Collectl: An Advanced All-in-One Performance Monitoring Tool for Linux

The most important duty of a Linux system administrator is to make sure the system he/she is administering is in a very good condition. There are many tools available for a Linux system admins that can help to monitor and display processes in a system such as top and htop, but none of these tools can compete with collectl.

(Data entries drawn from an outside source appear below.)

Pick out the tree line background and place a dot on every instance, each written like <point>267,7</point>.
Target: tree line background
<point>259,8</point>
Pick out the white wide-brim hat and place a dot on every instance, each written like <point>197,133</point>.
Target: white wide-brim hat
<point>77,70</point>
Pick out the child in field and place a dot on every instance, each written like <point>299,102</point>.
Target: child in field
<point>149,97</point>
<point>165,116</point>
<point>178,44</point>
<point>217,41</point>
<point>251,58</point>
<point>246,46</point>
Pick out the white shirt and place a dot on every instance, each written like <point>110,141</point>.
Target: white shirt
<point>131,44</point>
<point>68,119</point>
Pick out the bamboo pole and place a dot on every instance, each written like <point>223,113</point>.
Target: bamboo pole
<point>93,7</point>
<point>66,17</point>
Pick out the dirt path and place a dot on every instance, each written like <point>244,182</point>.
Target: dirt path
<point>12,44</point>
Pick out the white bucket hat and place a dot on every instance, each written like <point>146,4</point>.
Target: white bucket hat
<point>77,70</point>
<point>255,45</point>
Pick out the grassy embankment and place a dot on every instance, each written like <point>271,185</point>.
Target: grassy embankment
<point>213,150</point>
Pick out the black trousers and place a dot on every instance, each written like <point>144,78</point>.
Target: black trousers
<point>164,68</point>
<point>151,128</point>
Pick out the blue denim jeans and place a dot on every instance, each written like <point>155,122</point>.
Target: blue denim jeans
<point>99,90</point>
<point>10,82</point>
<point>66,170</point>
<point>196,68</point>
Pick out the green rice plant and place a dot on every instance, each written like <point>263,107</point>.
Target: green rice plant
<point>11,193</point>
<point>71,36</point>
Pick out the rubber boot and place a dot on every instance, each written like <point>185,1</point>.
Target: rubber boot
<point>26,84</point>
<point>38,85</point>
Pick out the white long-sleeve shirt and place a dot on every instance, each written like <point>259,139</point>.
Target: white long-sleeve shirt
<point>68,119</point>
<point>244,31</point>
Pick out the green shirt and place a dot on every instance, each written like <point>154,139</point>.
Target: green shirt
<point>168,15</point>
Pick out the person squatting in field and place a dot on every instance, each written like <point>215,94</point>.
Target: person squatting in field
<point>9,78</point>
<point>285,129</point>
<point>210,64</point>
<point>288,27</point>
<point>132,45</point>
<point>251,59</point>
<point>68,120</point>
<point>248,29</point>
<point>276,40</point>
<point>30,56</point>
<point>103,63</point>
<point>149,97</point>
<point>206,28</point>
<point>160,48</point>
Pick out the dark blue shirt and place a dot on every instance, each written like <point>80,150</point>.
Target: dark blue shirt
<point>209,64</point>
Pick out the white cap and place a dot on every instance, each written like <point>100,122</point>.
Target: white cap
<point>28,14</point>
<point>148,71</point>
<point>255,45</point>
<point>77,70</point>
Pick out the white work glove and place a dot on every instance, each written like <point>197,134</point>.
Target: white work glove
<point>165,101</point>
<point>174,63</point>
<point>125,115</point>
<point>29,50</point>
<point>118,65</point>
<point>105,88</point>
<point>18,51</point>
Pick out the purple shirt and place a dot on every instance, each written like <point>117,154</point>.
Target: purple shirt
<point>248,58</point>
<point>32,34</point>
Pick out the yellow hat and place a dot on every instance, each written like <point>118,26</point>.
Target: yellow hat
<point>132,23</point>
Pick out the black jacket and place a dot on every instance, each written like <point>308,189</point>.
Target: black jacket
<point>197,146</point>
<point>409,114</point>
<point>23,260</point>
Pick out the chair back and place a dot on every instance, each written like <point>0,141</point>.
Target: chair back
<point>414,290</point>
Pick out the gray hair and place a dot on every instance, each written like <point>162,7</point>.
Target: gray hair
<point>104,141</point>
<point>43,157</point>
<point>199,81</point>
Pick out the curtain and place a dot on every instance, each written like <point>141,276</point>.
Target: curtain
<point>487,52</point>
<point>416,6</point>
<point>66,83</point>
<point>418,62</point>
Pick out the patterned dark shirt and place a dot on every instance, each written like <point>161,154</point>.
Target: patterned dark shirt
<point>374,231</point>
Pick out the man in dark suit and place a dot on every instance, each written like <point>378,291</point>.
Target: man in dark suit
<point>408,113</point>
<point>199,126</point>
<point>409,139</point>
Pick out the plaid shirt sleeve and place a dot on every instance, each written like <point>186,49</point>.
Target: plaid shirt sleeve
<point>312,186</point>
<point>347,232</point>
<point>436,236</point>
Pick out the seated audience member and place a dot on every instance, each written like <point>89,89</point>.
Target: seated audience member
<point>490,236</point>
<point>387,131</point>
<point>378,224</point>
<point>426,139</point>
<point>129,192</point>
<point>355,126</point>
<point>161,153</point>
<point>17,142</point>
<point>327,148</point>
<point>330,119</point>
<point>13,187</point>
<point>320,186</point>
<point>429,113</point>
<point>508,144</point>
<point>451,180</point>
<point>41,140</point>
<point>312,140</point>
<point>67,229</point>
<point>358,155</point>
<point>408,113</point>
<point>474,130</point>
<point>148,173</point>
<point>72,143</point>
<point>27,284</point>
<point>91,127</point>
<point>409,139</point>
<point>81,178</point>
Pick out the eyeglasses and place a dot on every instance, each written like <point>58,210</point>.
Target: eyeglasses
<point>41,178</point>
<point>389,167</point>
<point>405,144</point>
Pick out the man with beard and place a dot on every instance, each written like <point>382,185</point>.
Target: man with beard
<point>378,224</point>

Collectl: Linux Performance Monitoring

collectl is a very nice feature rich command-line utility that can be used to collect performance data that describes the current system status. Unlike most of the other monitoring tools, collectl does not focus in a limited number of system metrics, instead it can gather information on many different types of system resources such as cpu, disk, memory, network, sockets, tcp, inodes, infiniband, lustre, memory, nfs, processes, quadrics, slabs and buddyinfo.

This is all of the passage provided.